Pasalnya, PKPU itu adalah di bawah undang-undang, sementara KPU adalah pelaksana undang-undang. Ketika membuat aturan PKPU itu tidak boleh bertentangan dengan peraturan yang lebih tinggi, tidak boleh bertentangan dengan UU tentang Pemilu. Sehingga apabila ada satu peraturan KPU yang bertentangan dengan undang-undang tentang pemilu maka batal demi hukum.
“Jadi tidak perlu dibatalkan, artinya dengan sendirinya tidak berlaku. Tetapi KPU tetap dalam istilah memaksakan kehendaknya.

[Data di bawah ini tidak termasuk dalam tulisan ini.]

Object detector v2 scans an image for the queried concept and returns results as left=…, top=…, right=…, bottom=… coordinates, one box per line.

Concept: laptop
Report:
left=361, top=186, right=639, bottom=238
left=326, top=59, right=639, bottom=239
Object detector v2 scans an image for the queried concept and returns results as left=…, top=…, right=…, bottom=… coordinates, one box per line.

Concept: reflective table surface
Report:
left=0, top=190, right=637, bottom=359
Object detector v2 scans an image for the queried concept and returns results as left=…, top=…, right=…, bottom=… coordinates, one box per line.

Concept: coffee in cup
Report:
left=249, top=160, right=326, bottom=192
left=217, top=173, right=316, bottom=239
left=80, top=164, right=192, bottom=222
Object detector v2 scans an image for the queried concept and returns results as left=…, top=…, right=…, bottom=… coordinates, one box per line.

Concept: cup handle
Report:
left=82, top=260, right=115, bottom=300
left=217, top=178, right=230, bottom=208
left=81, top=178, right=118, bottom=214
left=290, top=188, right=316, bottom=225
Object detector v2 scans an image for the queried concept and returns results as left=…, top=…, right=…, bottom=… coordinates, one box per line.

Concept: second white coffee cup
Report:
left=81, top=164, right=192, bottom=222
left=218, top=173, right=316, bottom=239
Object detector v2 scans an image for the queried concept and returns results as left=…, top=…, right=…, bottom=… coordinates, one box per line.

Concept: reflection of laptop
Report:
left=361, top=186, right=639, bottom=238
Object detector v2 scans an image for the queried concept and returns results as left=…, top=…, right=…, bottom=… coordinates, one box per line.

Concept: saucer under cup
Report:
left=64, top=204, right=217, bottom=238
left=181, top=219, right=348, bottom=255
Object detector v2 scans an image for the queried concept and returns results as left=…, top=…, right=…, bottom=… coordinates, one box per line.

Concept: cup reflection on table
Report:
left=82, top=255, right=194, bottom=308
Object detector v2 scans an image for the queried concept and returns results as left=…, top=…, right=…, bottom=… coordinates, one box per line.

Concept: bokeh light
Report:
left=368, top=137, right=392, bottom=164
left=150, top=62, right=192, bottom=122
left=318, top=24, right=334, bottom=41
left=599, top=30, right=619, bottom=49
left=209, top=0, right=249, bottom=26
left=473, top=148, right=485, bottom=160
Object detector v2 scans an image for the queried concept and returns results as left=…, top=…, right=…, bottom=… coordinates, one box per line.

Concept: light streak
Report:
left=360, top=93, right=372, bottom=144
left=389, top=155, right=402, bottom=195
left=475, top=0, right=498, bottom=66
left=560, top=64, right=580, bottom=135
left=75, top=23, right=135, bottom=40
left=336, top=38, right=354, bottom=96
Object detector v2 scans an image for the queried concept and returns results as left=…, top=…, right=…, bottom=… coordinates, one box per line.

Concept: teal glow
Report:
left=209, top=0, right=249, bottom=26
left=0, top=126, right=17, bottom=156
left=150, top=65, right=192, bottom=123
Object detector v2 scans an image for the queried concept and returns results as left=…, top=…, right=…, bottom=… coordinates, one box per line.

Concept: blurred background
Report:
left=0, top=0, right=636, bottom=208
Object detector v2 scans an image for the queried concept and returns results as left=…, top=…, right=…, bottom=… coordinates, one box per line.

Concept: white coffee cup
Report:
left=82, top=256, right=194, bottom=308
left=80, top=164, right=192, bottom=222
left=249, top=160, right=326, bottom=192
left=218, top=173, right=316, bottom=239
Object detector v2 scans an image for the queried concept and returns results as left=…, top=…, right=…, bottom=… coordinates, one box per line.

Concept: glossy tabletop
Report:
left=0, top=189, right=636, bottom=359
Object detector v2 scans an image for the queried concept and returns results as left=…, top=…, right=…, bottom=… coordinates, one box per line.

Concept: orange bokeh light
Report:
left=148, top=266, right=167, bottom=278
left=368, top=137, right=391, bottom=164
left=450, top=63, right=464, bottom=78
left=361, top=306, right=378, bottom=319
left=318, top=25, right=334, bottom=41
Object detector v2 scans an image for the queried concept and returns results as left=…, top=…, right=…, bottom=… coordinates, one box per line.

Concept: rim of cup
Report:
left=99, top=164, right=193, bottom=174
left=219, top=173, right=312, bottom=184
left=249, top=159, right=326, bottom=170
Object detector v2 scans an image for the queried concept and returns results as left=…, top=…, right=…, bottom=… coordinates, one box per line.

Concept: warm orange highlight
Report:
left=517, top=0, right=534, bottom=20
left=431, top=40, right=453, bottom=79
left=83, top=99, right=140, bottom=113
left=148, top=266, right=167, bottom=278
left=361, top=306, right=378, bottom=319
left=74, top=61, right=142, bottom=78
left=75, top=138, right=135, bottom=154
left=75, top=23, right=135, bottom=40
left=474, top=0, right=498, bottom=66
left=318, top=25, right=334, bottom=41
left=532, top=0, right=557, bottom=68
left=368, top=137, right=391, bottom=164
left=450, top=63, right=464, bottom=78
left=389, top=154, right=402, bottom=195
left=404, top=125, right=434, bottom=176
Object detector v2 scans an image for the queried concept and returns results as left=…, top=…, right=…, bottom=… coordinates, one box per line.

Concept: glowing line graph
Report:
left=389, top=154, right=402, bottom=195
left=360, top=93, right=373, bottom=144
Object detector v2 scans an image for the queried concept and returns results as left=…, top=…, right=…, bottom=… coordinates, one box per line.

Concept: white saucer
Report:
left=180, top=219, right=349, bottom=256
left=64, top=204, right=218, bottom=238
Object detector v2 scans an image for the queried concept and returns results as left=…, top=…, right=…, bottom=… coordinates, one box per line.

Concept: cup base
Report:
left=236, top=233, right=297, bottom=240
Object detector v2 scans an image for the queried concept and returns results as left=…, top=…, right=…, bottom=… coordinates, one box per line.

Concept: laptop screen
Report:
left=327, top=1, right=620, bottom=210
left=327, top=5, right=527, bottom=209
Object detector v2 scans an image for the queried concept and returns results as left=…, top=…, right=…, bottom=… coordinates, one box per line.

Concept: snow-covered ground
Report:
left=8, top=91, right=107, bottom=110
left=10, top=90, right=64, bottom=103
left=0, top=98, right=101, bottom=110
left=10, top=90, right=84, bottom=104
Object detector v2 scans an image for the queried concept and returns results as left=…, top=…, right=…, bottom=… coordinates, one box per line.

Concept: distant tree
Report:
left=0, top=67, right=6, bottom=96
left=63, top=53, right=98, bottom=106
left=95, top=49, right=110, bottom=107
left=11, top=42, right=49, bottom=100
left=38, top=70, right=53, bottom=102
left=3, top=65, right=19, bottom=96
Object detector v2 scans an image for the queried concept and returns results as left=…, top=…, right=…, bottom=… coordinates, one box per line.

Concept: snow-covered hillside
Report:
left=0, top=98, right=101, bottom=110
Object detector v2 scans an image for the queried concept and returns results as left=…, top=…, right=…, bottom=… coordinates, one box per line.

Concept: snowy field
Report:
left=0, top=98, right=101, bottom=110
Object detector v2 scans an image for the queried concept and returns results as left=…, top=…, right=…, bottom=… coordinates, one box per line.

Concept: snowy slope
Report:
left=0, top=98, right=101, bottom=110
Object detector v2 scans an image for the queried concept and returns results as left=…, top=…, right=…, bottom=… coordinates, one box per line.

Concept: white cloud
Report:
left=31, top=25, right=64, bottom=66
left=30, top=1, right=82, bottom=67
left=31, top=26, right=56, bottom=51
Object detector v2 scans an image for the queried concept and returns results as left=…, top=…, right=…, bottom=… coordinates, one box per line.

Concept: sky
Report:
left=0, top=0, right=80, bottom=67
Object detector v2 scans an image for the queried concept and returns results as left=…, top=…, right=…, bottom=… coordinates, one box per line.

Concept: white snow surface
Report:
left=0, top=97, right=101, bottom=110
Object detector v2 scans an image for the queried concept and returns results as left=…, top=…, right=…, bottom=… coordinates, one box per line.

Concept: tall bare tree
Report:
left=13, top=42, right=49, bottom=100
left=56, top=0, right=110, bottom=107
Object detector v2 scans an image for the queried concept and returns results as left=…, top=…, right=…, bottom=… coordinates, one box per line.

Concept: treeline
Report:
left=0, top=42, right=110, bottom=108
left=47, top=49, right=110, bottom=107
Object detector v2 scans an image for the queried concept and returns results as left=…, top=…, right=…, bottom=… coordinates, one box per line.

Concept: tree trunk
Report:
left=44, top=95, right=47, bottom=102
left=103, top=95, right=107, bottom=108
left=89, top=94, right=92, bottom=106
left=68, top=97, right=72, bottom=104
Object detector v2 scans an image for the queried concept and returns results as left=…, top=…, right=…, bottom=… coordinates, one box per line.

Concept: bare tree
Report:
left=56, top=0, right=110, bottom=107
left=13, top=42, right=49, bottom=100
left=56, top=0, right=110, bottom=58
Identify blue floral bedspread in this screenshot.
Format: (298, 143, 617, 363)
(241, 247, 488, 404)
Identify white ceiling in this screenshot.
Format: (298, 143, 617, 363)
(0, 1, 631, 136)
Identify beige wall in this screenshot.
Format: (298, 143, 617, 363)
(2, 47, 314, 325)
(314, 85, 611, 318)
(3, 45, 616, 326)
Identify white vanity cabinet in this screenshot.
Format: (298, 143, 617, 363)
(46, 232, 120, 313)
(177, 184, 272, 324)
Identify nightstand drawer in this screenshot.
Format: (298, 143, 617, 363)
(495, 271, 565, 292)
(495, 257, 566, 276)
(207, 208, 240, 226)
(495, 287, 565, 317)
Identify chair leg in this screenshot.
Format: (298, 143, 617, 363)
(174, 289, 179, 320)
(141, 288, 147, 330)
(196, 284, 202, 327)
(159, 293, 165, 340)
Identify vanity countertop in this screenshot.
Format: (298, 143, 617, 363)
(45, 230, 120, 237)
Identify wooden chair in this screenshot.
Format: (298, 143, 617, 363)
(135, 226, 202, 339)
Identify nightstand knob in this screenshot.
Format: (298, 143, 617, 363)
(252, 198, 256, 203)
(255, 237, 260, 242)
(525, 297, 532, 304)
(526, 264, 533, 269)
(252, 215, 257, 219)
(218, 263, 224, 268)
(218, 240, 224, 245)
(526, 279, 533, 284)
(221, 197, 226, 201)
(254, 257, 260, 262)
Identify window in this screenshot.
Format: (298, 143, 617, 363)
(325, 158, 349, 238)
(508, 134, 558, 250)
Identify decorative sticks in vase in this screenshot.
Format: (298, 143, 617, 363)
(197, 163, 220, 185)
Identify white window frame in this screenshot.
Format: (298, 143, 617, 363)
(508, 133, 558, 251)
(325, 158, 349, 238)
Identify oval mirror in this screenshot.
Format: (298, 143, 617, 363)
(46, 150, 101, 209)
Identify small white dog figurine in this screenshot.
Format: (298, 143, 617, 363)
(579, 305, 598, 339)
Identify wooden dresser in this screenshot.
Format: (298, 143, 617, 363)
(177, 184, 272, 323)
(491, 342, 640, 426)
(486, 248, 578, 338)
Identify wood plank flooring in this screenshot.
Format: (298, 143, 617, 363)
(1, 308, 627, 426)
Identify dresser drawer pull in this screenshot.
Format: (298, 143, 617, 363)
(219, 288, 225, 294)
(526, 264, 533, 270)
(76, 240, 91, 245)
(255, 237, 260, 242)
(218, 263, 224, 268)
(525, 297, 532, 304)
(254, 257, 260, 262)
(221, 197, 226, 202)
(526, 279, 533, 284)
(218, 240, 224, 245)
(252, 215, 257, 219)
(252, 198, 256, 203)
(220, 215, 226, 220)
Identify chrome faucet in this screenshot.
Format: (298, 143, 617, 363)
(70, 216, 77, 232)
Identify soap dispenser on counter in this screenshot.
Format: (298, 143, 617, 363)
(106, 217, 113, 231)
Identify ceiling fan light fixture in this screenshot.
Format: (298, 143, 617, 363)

Saya katakan tidak berarti bahwa saya ini tidak antikorupsi, semua kita sepakat semangat antikorupsi, tetapi tidak boleh bertentangan dengan aturan yang lebih tinggi. Kecuali kalau yang bersangkutan sudah dijatuhi hukuman dan hakim yang mencabut hak politiknya untuk jangka waktu tertentu,” tegas politisi PDI Perjuangan itu.
Sementara itu anggota Bawaslu Rahmat Bagja menegaskan bahwa Bawaslu tetap berpegang teguh dengan UU dan mengabaikan PKPU yang melarang mantan napi koruptor jadi caleg.
Dia mengungkapkan proses pengesahan PKPU tersebut di Kementerian Hukum dan HAM. Menurut dia, Kemenkumham juga berkeberatan dengan pasal PKPU yang melarang mantan napi jadi caleg. Tapi akhirnya Kemenkumham mengesahkan dengan terpaksa setelah mendapat ancaman dari KPU.
"Akhirnya Menkumham menyelesaikan dengan terpaksa. Karena muncul nada ancaman dari KPU. Jika Menkumham tidak sahkan, maka Menkumham menganggu proses tahapan (pemilu). Ada teman-teman KPU yg mengatakan, tidak bisa, ini akan ganggu proses tahapan," ungkap Bagja.